Masques, parade efficace
Le strict respect des mesures-barrières : lavage des mains, port du masque et distanciation sociale ; posent problème dans nos familles, bureaux et espaces publics. Il faut portant s’y faire. Comme dit tantôt et de l’avis de tous les spécialistes, elles constituent, en l’absence de vaccin, le seul moyen efficace de prévention. Accessible ? Si les masques et le gel ont manqué au début, le savon n’a cessé, lui, d’être partout présent. Aujourd’hui, les tailleurs produisent des masques à tour de bras et prix acceptable : entre 200 et 500 MRO. Leurs homologues chirurgicaux sont un peu plus chers. Les citoyens, qui attendaient une distribution gratuite par le ministère de la Santé, se sont ravisés et les achètent maintenant aux coins de la rue ou chez leur tailleur. Sur leur efficacité et manière de les porter ? Beaucoup de choses à dire et à faire. Nos médecins devraient les expliquer à tous. Comme s’y est employée l’ex-ministre de la Santé du Sénégal, madame Éva Marie Coll Seck, dans une vidéo devenue virale largement partagée sur les réseaux sociaux, expliquant de manière très didactique comment le porter et les précautions à prendre.
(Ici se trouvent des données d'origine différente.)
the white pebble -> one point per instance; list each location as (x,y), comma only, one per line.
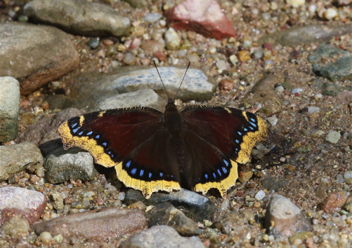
(260,195)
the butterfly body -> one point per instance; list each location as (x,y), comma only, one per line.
(196,148)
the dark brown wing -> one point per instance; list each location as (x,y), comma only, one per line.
(225,137)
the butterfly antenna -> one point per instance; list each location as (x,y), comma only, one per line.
(161,80)
(183,78)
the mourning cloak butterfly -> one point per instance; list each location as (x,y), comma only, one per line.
(196,148)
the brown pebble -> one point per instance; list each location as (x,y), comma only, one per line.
(333,201)
(244,56)
(226,84)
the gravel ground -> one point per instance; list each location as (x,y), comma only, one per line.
(307,157)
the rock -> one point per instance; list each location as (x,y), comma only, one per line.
(306,34)
(200,206)
(202,16)
(17,225)
(98,225)
(36,55)
(90,89)
(45,130)
(18,201)
(283,218)
(160,236)
(273,183)
(139,98)
(333,201)
(61,166)
(16,158)
(81,17)
(167,214)
(338,69)
(333,137)
(9,108)
(172,39)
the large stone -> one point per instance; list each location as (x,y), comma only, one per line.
(35,55)
(99,224)
(17,201)
(16,158)
(9,108)
(79,17)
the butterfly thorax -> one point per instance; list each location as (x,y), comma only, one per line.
(172,118)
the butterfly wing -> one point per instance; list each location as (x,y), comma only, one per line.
(227,136)
(124,138)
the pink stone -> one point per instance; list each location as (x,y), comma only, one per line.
(202,16)
(18,201)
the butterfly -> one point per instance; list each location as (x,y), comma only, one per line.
(195,148)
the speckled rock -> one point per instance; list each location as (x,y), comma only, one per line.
(338,69)
(163,237)
(16,158)
(139,98)
(202,16)
(18,201)
(167,214)
(81,17)
(99,224)
(283,218)
(36,56)
(17,225)
(9,108)
(46,129)
(333,201)
(61,166)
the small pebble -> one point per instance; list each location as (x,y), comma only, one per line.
(93,43)
(333,137)
(260,195)
(46,237)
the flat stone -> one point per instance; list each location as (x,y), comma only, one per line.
(200,206)
(16,158)
(18,201)
(167,214)
(81,17)
(161,237)
(202,16)
(9,108)
(33,55)
(139,98)
(45,130)
(283,218)
(333,201)
(62,165)
(98,225)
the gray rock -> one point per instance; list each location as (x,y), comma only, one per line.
(18,201)
(306,34)
(61,166)
(333,137)
(16,158)
(139,98)
(200,206)
(90,89)
(286,218)
(46,129)
(97,225)
(33,55)
(9,108)
(167,214)
(80,17)
(337,70)
(161,237)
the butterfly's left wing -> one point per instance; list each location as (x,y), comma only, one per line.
(227,136)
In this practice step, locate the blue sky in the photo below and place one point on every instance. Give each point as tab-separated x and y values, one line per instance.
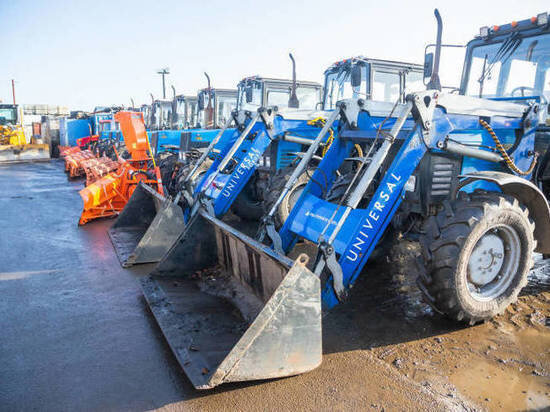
87	53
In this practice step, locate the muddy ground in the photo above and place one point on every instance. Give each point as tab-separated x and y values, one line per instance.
77	334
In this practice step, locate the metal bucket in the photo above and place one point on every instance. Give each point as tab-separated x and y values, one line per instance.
146	228
232	309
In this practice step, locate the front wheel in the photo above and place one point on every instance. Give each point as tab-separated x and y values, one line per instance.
476	256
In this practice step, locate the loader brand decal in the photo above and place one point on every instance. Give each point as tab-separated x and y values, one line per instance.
369	226
251	159
322	218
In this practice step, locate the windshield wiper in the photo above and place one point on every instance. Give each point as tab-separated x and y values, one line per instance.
505	51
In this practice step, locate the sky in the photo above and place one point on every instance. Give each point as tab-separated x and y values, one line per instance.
83	54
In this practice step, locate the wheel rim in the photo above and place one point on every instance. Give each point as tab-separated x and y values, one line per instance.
494	262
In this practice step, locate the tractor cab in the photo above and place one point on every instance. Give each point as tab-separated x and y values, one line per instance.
510	62
215	107
9	115
161	114
370	79
255	92
145	109
184	112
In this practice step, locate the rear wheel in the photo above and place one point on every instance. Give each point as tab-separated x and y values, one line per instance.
276	185
477	253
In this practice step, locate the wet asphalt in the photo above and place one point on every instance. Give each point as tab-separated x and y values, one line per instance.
77	334
75	331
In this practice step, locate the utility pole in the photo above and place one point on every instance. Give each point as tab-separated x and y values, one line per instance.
164	72
13	89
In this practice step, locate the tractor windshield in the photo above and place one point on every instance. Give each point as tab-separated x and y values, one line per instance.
338	85
192	115
249	95
225	105
308	97
512	67
9	114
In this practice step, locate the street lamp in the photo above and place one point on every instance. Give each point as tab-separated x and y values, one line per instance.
164	72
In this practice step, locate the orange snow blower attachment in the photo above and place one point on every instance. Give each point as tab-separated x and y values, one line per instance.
108	195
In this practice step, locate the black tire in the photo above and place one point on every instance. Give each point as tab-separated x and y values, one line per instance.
448	243
275	186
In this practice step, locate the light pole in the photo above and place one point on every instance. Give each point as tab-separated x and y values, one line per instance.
13	90
164	72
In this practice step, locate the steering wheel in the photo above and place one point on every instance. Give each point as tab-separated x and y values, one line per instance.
531	89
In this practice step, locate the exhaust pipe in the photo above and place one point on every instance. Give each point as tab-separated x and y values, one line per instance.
435	83
293	101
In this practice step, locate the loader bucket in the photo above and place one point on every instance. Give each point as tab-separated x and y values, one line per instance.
146	228
234	310
24	153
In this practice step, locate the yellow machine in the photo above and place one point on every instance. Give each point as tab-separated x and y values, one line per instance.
14	146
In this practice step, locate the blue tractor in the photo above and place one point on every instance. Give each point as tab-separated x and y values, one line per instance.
466	172
233	173
159	223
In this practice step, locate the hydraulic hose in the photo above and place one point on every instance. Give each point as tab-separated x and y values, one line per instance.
507	159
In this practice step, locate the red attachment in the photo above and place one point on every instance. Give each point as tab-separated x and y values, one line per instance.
84	141
96	168
108	195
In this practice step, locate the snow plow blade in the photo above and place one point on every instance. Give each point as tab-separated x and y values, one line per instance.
234	310
146	228
24	153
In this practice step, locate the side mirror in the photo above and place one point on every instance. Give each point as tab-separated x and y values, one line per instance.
356	75
248	91
428	65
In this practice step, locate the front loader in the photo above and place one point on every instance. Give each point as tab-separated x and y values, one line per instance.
110	194
454	169
220	175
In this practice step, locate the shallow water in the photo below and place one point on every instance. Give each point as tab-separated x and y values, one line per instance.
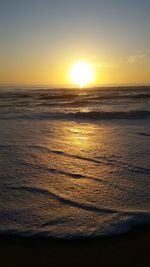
74	163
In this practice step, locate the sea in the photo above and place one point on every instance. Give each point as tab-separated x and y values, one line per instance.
74	163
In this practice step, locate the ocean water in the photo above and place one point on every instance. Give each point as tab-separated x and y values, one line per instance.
74	163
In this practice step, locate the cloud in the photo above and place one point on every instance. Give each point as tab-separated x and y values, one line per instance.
136	58
107	65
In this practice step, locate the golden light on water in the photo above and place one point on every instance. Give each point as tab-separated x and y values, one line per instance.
82	73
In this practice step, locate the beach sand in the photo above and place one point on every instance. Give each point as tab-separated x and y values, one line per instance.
131	249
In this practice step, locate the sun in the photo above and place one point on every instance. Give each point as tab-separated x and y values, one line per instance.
82	73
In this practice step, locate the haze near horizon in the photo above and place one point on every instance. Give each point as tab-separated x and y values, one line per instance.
41	40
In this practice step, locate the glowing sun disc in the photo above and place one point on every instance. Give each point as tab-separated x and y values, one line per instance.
82	73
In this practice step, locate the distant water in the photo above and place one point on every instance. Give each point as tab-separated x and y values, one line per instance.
74	163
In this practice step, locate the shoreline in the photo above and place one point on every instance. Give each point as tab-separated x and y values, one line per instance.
128	249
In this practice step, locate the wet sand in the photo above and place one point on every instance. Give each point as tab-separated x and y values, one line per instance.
131	249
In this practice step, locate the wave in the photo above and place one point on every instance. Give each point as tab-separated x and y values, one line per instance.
81	116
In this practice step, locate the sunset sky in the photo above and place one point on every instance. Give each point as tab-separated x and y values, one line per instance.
41	39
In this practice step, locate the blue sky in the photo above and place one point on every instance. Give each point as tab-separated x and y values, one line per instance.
62	30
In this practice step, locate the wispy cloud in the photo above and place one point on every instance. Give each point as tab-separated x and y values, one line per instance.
136	58
107	65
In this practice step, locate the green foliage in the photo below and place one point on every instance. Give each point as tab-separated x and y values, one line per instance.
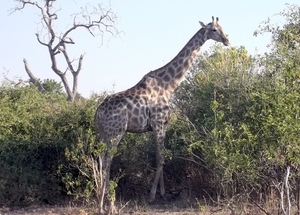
35	130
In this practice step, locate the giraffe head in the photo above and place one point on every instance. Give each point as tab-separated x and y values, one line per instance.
214	31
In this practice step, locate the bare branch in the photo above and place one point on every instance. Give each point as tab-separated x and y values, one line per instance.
97	21
33	79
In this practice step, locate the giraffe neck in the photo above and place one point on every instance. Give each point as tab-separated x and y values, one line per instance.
172	73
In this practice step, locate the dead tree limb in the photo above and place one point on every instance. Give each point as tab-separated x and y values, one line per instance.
32	78
96	22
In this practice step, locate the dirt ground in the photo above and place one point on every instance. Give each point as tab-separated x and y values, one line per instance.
84	211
Oui, le port du masque dans les lieux publics et les transports, tant urbains qu’interurbains, doit être généralisé et rigoureusement appliqué. S’il le faut, le gouvernement doit les fournir gratuitement, en mobilisant l’usine d’habillement de l’armée, sise à El Mina. Des ONG et autres bonnes volontés peuvent y contribuer et c’est une opportunité non-négligeable de travail pour les nombreux tailleurs de nos grandes villes.